Some serious allegations, obviously, about how the Pentagon may be deploying these technologies. And the response from Hegseth was unequivocal: Anthropic is now barred from government contracts. Despite a legal challenge from the company, this could force other US providers to sever ties with Anthropic in the future — a measure normally reserved for companies from adversarial nations like China or Russia.
Yes, ideas can be expensive. And guess who had a very lucrative one? Sam Altman, who raised none of these concerns about how the technology would be used — and won the deal.
What a fantastic way to bring AI openly to the world for the greater good of humanity. Isn’t it, Sam?
Thank you for staying with us until the end. As usual, here are two great reads from last week:
Vibe coding is all the rage, and so is quant vibe coding. We will not lie: we have been happily dabbling in it lately, trying to see where the boundaries of the practice lie. We will report our findings in a few weeks, but in the meantime, we found this piece from Kris particularly à propos. LLMs only know what they have been trained on — and arguably, that is not the best corpus to find edge and test it rigorously.

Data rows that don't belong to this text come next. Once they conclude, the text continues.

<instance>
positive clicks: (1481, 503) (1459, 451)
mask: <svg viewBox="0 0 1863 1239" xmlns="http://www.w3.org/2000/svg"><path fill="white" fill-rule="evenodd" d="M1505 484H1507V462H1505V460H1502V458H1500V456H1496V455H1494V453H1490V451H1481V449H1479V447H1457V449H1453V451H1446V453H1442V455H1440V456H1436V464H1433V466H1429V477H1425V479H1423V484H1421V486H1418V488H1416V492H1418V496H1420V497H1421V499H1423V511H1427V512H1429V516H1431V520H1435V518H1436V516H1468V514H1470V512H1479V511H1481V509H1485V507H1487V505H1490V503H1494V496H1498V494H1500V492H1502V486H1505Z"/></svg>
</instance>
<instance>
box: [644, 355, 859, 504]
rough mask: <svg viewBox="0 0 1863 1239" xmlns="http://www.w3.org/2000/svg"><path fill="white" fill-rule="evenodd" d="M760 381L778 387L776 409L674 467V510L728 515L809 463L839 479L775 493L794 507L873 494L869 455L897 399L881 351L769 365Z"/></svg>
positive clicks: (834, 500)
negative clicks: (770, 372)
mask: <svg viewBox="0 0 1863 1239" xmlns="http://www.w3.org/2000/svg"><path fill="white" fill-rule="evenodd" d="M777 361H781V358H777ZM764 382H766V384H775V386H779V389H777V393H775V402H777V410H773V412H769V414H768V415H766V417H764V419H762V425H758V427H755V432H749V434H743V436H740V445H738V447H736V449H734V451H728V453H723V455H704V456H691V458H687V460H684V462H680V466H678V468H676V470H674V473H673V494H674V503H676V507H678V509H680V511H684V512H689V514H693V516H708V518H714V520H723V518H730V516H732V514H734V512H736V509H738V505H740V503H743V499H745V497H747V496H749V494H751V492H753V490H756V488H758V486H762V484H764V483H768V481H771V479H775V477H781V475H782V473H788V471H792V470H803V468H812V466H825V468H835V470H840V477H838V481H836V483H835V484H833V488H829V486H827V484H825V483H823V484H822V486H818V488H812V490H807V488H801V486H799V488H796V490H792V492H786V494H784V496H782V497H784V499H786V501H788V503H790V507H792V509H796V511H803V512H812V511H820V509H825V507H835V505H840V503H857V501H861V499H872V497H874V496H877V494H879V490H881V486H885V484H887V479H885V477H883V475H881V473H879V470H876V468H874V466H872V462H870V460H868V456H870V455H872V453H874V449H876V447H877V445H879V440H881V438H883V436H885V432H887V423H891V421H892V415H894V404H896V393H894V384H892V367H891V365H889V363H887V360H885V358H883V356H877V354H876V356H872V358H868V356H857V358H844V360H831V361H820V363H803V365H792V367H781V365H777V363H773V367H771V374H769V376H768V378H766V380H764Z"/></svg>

His piece is so good, it is now a safeguard gate in our own LLM stack.
When was the last time you listened to something on Spotify? A few hours ago, if you are like us. It is one of the last businesses we can think of being truly immune to disruption. Yet in this excellent and eye-opening article, we may be much closer to it than we think.
That is it for us. We wish you a peaceful week ahead, and as usual, happy trading.